The Number 6-Yellow(lightens dark complexions)

Now my face is pretty much blemish free and I only use foundation to even out my skin tone. I am like a shade if not two shade lighter on the inside of my face and like my forehead is darker. Do you think these are pigmented enough to use kinda like a foundation. To even out my skintone?  I know it's supposed to be used under foundation as a corrector but I was wondering if anyone had success using it on it's own. 
TIA


----------



## TISH1124 (Dec 22, 2008)

#4 worked fine for me.....

The Yellow....was awful on my skin...probably because I am a NC already it made me SUPER yellow...I looked like a Glow Worm

edit: I could not use either on it's on


----------



## Twinkle_Twinkle (Dec 22, 2008)

Why not just try a Tinted Moisturizer as opposed to a primer with tint.  I don't see the latter working out so well...

 Quote:

   Originally Posted by *DominicanBarbie* 

 
_So Im super curious about the Make up Forever HD primers. They have two that are made for us W.O.C  

The Number 4- Carmel(combats ashiness in medium to dark skin tones/warms golden tones..... 

The Number 6-Yellow(lightens dark complexions)
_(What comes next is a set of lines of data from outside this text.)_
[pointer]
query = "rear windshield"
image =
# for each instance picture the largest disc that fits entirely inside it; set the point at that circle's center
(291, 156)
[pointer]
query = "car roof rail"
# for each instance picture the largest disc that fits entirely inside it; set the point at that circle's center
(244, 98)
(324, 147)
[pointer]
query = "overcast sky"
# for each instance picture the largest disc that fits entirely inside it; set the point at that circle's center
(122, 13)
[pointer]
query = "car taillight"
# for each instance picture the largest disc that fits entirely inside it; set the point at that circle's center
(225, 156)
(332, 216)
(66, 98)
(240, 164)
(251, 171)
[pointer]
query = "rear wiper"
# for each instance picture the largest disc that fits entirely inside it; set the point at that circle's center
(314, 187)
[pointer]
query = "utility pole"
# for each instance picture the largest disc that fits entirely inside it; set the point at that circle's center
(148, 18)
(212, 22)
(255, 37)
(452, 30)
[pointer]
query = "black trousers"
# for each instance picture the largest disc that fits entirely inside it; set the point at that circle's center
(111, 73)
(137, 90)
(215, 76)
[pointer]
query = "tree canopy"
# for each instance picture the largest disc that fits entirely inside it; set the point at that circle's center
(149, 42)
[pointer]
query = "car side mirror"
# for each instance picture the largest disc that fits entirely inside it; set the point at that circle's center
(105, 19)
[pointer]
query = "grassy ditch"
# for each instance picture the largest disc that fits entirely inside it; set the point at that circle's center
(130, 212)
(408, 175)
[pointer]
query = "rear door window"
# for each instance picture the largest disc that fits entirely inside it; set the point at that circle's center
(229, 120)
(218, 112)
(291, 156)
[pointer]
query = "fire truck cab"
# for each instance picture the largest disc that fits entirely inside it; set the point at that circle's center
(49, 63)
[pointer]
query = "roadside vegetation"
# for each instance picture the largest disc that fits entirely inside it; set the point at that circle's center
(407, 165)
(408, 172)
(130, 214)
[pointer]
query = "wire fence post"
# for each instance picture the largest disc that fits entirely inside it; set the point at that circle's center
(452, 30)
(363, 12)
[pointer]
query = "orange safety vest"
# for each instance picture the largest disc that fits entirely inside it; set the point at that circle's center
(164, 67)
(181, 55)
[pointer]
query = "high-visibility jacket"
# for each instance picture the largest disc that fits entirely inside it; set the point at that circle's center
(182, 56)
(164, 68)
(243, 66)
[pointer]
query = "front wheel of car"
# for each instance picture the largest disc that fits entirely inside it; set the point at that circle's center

Now my face is pretty much blemish free and I only use foundation to even out my skin tone. I am like a shade if not two shade lighter on the inside of my face and like my forehead is darker. Do you think these are pigmented enough to use kinda like a foundation. To even out my skintone?  I know it's supposed to be used under foundation as a corrector but I was wondering if anyone had success using it on it's own. 
TIA
	

	
	
		
		

		
		
	


	


_


----------



## DominicanBarbie (Dec 22, 2008)

Quote:

   Originally Posted by *Twinkle_Twinkle* 

 
_Why not just try a Tinted Moisturizer as opposed to a primer with tint.  I don't see the latter working out so well..._

 
I have one. I have the Laura Mercier TM. 
	

	
	
		
		

		
		
	


	




  I also have the smashbox one but that one leaves me like a super oily. 
I was just thinking of the primers because they are "corrective" primersand in my head it sounded like a good idea. lol 
Maybe I'll just go to sephora (3 hours away) and check them out.


----------



## DominicanBarbie (Dec 22, 2008)

Quote:

   Originally Posted by *TISH1127* 

 
_#4 worked fine for me.....

The Yellow....was awful on my skin...probably because I am a NC already it made me SUPER yellow...I looked like a Glow Worm

edit: I could not use either on it's on_

 
LOL Im yellow too glow worm is not the look im going for. Thanks Tish!


----------



## Twinkle_Twinkle (Dec 22, 2008)

Quote:

   Originally Posted by *DominicanBarbie* 

 
_I have one. I have the Laura Mercier TM. 
	

	
	
		
		

		
		
	


	




  I also have the smashbox one but that one leaves me like a super oily. 
*I was just thinking of the primers because they are "corrective" primersand in my head it sounded like a good idea. lol *
Maybe I'll just go to sephora (3 hours away) and check them out._

 
Gotcha.  Maybe wear the primer with your TM?  Let us know how it works out though.


----------



## MissResha (Dec 22, 2008)

i haven't tried it. that shit is expensive. you'd think it was made from moon particles or something!


----------



## bartp (Dec 22, 2008)

I tried nr. 6 on pale skin and it gives you a very light tan.
Just to demonstrate how lightly pigmented it is. It won't cover or colour heavily. It's just meant to adjust. It will make your complexion a lot warmer but I don't think it will replace the effect you get from your foundation.


----------



## ExquizitDiva (Dec 22, 2008)

I tried Caramel... it's too red for me. I don't like it @ all. I'm NC45 in MAC. 173 MUFE HD.


----------